Investisseurs institutionnels
Et qui sont les investisseurs qui investissent dans ces projets par l’intermédiaire d’AllianzGI ? Lorsque nous avons commencé, nous ne gérions que pour diverses entités du groupe Allianz. Nous nous sommes donc forgés une expérience et, une fois celle-ci en place, nous avons été sollicités par d’autres investisseurs institutionnels pour gérer en leur nom et, d’autre part, nous avons nous-mêmes commencé à rechercher des investisseurs intéressés qui souhaitaient investir dans cette catégorie d’actifs. Ces investisseurs institutionnels sont principalement des fonds de pension et des compagnies d’assurance européens. Aujourd’hui, nous comptons une trentaine d’investisseurs », précise M. Gaudeul. En pratique, cela fonctionne comme suit : lorsque AllianzGI investit dans un projet particulier, elle applique une clé de distribution, une sorte de syndication automatique entre les différents investisseurs. Et comme elle peut les réunir, AllianzGI arrive avec un montant important, ce qui facilite sa position de négociation.
Chaque client a une stratégie d’investissement particulière. Certains clients nous confient un mandat prédéfini avec une stratégie définie. Un portefeuille est construit autour des différents sous-segments à la demande du client : certains veulent plus de Core tandis que d’autres souhaitent une pondération plus élevée pour le Core+ ou le Core++ afin d’augmenter les rendements moyens. Si le client souhaite un mandat spécifique, le portefeuille doit être d’au moins 100 millions d’euros », conclut le responsable d’AGI. AGI compte également des clients qui investissent dans les fonds multi-investisseurs des différents sous-segments. Le ticket minimum est dans ce cas de 10 millions d’euros afin que les petits investisseurs puissent également participer à nos différentes stratégies.

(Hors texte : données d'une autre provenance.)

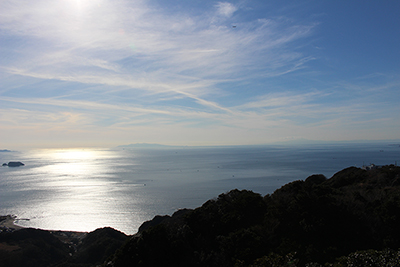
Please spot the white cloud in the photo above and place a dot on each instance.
(226, 9)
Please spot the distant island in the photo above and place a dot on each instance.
(350, 219)
(14, 164)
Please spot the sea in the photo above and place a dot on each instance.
(86, 189)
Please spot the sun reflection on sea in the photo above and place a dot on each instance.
(79, 189)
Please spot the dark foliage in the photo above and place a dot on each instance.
(31, 247)
(34, 247)
(317, 220)
(97, 246)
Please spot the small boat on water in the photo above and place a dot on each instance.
(14, 164)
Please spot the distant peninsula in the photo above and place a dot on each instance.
(350, 219)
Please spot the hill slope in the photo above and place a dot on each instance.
(316, 220)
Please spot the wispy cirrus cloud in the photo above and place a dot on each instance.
(124, 64)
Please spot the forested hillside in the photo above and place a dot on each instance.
(311, 222)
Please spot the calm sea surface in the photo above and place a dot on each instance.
(85, 189)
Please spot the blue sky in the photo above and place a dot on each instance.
(102, 73)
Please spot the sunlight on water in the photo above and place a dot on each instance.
(85, 189)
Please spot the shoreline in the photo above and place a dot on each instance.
(7, 222)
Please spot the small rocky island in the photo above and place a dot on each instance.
(14, 164)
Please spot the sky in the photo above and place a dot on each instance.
(100, 73)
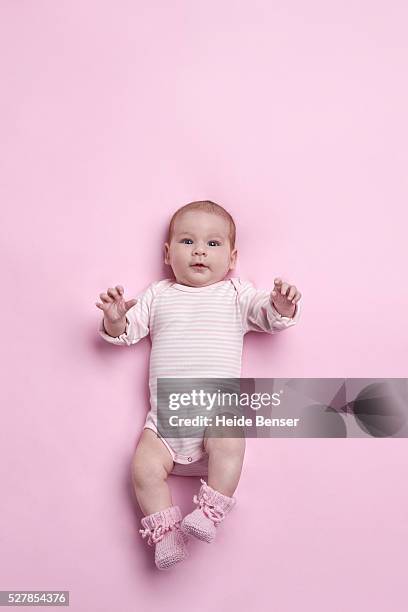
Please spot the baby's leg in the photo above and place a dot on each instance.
(226, 456)
(151, 465)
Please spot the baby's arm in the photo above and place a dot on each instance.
(258, 313)
(133, 326)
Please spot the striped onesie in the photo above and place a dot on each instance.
(196, 332)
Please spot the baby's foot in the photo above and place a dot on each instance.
(213, 508)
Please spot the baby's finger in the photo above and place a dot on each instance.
(284, 288)
(105, 298)
(292, 292)
(113, 293)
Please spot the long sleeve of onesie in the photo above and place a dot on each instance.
(257, 312)
(137, 320)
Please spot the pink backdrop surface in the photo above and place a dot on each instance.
(113, 114)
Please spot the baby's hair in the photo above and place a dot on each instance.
(206, 206)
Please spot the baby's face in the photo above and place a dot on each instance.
(200, 237)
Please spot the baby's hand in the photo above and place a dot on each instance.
(114, 305)
(284, 302)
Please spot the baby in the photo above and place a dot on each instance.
(196, 323)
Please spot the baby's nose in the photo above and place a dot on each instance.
(199, 249)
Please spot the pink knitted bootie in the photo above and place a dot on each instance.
(163, 529)
(213, 507)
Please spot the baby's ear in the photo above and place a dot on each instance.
(233, 259)
(166, 253)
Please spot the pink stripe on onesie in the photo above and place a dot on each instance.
(196, 332)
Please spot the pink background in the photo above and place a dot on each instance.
(113, 114)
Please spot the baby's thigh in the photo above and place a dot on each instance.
(151, 459)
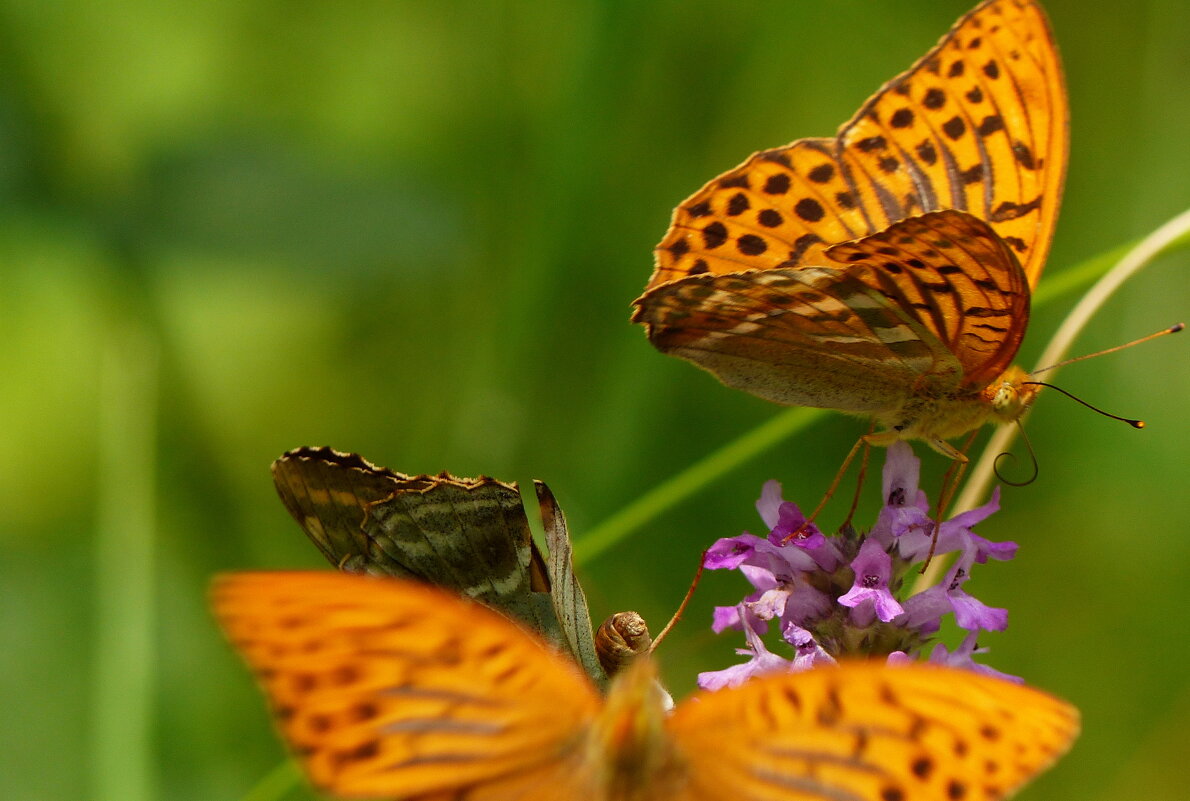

Enfin, François-Yves Gaudeul note que les investisseurs institutionnels sont de plus en plus sophistiqués et actifs, et qu’ils se sentent de plus en plus à l’aise dans la classe d’actifs. Il n’est donc pas surprenant que leur appétit pour Core+ et Core++ augmente. Nous parvenons donc aujourd’hui à collecter davantage de fonds pour les stratégies plus agressives. L’importance des projets liés aux énergies renouvelables, à la mobilité électrique, à la transition et à l’efficacité énergétique et aux infrastructures numériques telles que la fibre optique ne cesse de croître. Core++ a un besoin considérable de capitaux pour des activités plus récentes telles que les stations de recharge de véhicules électriques et le stockage sur batteries.